La part merveilleuse 3. La tête de Melek

L es toutes polarisent la société. D’un côté, les gouvernements et les gens d’affaires souhaitent les bannir des villes au nom de la productivité. De l’autre, des activistes se disent prêts à tout pour les défendre. Au milieu de tout cela, un jeune adulte, Orsay, est convaincu que les créatures ont la capacité de l’aider à guérir sa mère souffrant du cancer. En Australie, des adolescents ont découvert qu’il est possible de les dissoudre avec la neige carbonique contenue dans un extincteur ; la nouvelle fait rapidement le tour du monde et c’est l’hécatombe.

La tête de Melek conclue la trilogie La part merveilleuse. Le premier volet a d’abord émerveillé avec ces sculptures vivantes et chatoyantes surgissant un peu partout. La seconde insistait surtout sur la désillusion alors que les bestioles se font embarrassantes et parfois menaçantes. Le troisième tome s'affirme, d’une certaine façon, celui de la riposte des autorités, mais également de la levée de boucliers des militants.

Florent Ruppert et Jérôme Mulot donnent une dimension ésotérique et onirique à cette conclusion. Dans ce récit plein de bonnes intentions, le lecteur lit un propos sur la xénophobie, l’environnement, le droit des êtres vivants, sans oublier une dénonciation du néolibéralisme. Ces enjeux sociopolitiques sont toutefois occultés par la maladie de la mère et les tentatives de guérison. Les héros tentent d’y arriver en fusionnant avec les envahisseurs, un exercice long et répétitif. Pour tout dire, le duo semble être passé à côté de son sujet et cette ultime livraison déçoit.

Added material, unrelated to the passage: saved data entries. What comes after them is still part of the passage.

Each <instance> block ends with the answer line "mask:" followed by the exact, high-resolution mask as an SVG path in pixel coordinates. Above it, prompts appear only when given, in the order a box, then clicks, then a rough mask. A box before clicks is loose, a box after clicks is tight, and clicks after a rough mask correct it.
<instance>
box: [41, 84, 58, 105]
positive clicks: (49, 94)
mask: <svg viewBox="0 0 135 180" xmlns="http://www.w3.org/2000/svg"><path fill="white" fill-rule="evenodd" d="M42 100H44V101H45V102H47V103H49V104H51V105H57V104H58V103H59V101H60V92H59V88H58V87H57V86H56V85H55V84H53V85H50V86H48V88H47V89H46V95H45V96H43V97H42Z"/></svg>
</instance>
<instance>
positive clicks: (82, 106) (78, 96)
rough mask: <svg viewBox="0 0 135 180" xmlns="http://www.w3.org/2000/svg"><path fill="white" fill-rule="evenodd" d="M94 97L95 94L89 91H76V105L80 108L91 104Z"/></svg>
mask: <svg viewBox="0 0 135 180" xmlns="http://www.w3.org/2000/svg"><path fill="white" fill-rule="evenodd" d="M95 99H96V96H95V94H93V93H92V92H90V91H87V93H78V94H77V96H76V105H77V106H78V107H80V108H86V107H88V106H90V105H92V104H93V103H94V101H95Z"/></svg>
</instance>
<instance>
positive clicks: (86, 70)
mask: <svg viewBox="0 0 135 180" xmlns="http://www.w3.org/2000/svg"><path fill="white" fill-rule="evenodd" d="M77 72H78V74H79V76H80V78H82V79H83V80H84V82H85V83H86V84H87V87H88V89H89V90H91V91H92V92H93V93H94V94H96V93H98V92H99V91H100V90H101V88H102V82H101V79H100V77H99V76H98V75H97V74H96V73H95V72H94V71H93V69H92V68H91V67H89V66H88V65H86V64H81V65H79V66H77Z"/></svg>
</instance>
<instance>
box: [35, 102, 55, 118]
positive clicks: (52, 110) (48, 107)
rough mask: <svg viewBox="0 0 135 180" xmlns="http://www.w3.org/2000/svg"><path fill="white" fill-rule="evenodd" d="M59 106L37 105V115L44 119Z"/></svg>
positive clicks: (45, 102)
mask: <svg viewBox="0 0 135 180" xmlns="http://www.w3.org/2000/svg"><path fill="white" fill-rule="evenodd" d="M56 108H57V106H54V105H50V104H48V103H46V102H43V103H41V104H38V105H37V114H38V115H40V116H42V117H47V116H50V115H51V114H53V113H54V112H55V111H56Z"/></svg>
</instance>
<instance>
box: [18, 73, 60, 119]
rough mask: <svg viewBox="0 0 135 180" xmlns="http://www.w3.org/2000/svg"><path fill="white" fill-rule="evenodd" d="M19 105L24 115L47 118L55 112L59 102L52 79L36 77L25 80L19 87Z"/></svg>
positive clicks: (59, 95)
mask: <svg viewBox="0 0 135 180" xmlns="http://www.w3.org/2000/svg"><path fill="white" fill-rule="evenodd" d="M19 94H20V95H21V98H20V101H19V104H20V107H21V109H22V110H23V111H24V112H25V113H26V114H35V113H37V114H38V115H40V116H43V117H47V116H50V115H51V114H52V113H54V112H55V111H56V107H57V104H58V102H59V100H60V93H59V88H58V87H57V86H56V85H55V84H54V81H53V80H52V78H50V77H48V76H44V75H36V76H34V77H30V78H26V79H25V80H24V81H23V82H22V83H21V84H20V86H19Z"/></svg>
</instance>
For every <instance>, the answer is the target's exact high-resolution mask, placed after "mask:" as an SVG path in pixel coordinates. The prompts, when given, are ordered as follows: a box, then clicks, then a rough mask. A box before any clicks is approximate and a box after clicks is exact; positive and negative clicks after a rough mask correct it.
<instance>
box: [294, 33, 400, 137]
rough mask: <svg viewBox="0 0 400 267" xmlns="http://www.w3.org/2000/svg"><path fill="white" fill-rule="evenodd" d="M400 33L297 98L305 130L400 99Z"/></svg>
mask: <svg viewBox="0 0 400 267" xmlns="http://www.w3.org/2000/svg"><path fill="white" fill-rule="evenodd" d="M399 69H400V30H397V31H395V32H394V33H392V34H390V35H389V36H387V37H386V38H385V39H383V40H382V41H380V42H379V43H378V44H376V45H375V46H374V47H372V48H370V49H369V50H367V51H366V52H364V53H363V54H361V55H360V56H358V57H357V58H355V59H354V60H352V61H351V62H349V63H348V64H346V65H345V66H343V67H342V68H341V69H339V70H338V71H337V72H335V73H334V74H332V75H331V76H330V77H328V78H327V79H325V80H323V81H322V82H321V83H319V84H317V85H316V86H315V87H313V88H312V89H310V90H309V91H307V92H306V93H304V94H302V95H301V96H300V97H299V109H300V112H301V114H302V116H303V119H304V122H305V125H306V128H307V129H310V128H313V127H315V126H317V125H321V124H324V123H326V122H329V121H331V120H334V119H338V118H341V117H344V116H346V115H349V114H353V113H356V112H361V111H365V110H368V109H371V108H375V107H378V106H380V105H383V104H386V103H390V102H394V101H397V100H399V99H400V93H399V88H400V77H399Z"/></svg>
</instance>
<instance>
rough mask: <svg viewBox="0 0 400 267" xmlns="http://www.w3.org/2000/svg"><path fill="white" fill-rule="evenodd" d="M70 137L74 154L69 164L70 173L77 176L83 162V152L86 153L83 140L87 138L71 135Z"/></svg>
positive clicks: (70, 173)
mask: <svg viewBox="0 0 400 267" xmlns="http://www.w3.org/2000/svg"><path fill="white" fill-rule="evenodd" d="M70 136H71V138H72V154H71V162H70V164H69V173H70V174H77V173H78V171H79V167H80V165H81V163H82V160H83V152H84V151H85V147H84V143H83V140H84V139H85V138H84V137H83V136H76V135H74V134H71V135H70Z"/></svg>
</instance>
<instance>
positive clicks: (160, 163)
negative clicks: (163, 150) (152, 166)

Le dessin alterne entre minimalisme et exubérance. Les segments dans l’univers réel reposent sur un crayonné fin et des décors généralement fouillés, soutenus par une mise en couleur sobre. Les interactions avec les créatures sont pour leur part portées par de jolies illustrations colorées aux accents psychédéliques. Bien que séduisantes, elles finissent par apparaître redondantes. Le découpage demeure simple, le bédéphile pourrait s’attendre à plus d’audace de la part de ceux qui se sont montrés culottés lorsqu’ils se sont amusés avec les formats et les codes de la narration, par exemple dans Portrait d’un buveur, Soirée d’un faune ou Les week-ends de Ruppert & Mulot.

L’idée de départ de La part merveilleuse séduisait, il est triste qu’elle se soit égarée dans une forme de mysticisme.